Melanoma is on the rise nationwide, said Dr. Mary Martini, a dermatologist at Allegheny General Hospital in Pittsburgh. About one in every 50 Caucasians will develop melanoma, she said.
“Years ago we went to the shore,” she explained. “We now go to places where there is poor ozone.” Australia and South America have ozone depletion.
The popularity of tanning beds has boosted melanoma rates by 2 percent, especially among females. Also, the population is aging and most skin cancer patients are 65 or older, she said.
Melanoma begins when the melanin cells, which give skin its color, become malignant. It is the third most common type of skin cancer and the most deadly. It accounted for more than 9,700 deaths in 2017, compared with more than 3,800 deaths from other skin cancers, the American Cancer Society said.
Melanoma should be taken seriously because it has the potential to spread to other parts of the body if it is not caught early. Unlike most cancers that need to learn to metastasize, melanoma can move quickly and attack other parts of the body, she said.
Also, quality of life and health care improvement have contributed to the rise of melanoma cases, another local dermatologist said.
“People are living longer,” said Dr. Brian Horvath, a dermatologist at St. Clair Hospital in Mt. Lebanon. “It also appears people have more leisure time and we're catching more melanoma at the early stage.”
Kelly Simmons, 45, of Freedom, always loved being in the sun. A red head with pale skin, she sought out the sun for tanning.
“When I was a teenager, people used to call me Casper,” she said. “It is a society thing. We believe tan is beautiful.”
Simmons said she had a spot on her biceps, but never thought a thing about it. A rash on her forehead sent her to a dermatologist, who wanted to biopsy the spot. It turned out to be early-stage melanoma. The rash was simply from stress.
The spot was removed, replaced by a four-inch scar. She usually wears shirts that have sleeves long enough to cover the scar. And Simmons, who was diagnosed in October 2015, sees Martini every three months for a check-up. A doctor formerly in Martini's practice group diagnosed Simmons.
“I was blessed to have caught it early,” said Simmons, who wears sunscreen and clothing with ultraviolet ray protection woven into the fabric.
“It is kind of strange to know you have something in your system that could kill you is pretty scary,” she said.
Changes in the skin, like a new mole, growth or sore that won't heal are common signs of cancer, the dermatologists said.
Also, use the ABCDE rule, when trying to decide if a spot may be melanoma and merits a trip to the dermatologist.

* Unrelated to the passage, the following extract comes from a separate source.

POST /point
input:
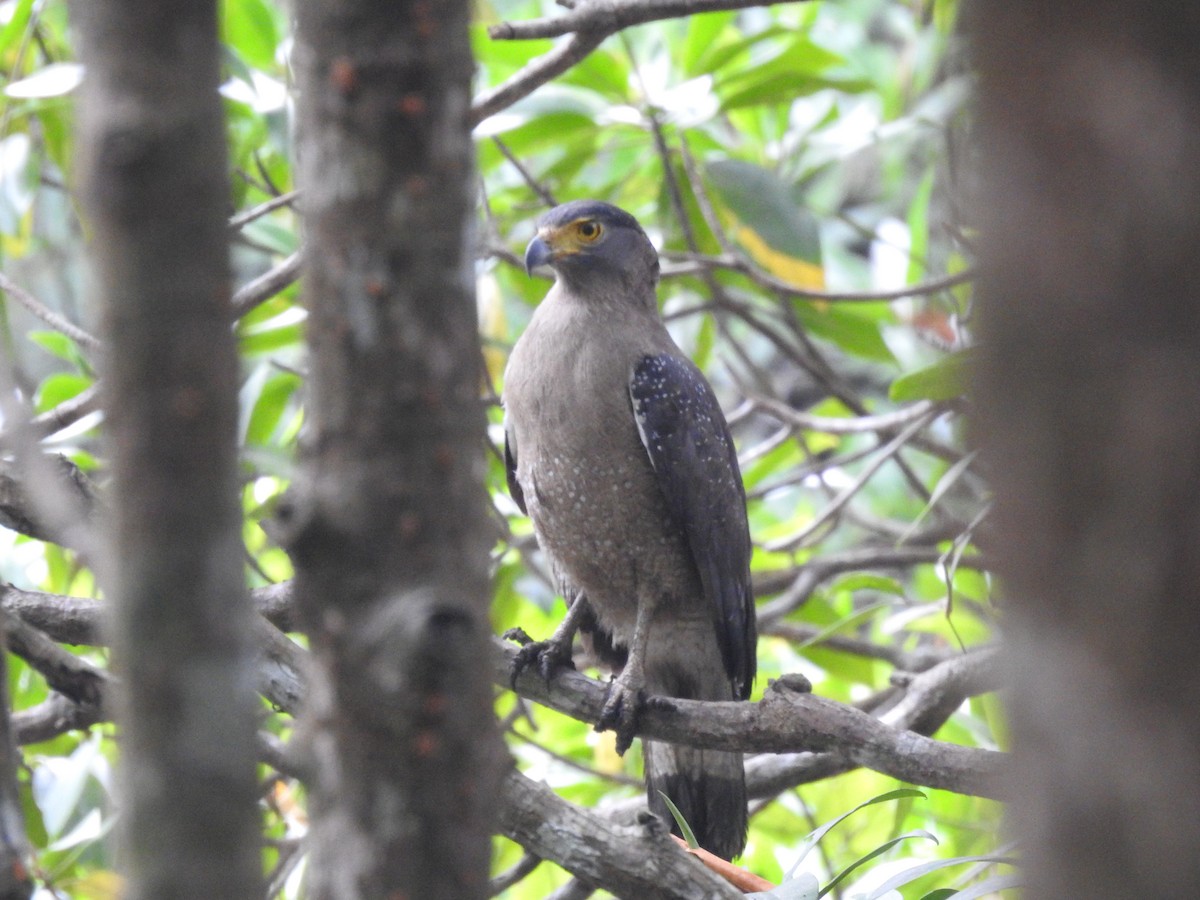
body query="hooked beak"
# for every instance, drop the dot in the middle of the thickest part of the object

This rule stands for the characteristics used by dermatologists to classify melanomas.
According to the Centers for Disease Control and Prevention, “A” stands for asymmetrical. Does the growth have an irregular shape with two parts that look different? “B” is for border. Is the border irregular or jagged? “C” is for color, is the color uneven? “D” is for diameter. Is the spot larger than the size of a pea? “E” is for evolving. Has the mole of spot changed?
“Hair dressers pick up a tremendous amount of melanoma,” Martini said.

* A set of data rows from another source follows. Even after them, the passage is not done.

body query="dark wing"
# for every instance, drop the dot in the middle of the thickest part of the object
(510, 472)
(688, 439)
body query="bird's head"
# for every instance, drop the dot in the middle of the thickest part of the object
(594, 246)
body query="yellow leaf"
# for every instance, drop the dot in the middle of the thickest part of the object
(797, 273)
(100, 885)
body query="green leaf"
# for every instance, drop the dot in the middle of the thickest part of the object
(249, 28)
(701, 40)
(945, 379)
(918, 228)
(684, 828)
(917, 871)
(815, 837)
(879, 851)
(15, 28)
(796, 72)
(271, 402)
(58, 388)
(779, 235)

She said men tend to develop melanoma more than women. The most common spots for melanoma in men are the neck, back, ears and the scalp. Women, meanwhile, tend to get melanoma on their legs, chest and face.
So what can be done to decrease the risk of melanoma? Wear sunscreen, protective clothing and be smart.
“The biggest thing is to wear sun screen and keep re-applying it,” Horvath said. “Be in the shade when you can and wear a hat that covers your ears.”
Martini said the hat should have a brim of at least three inches. Also, wear sun-protective clothing and be active because it helps the immune system. Nine out of 10 melanoma cases are caused by the environment, she said.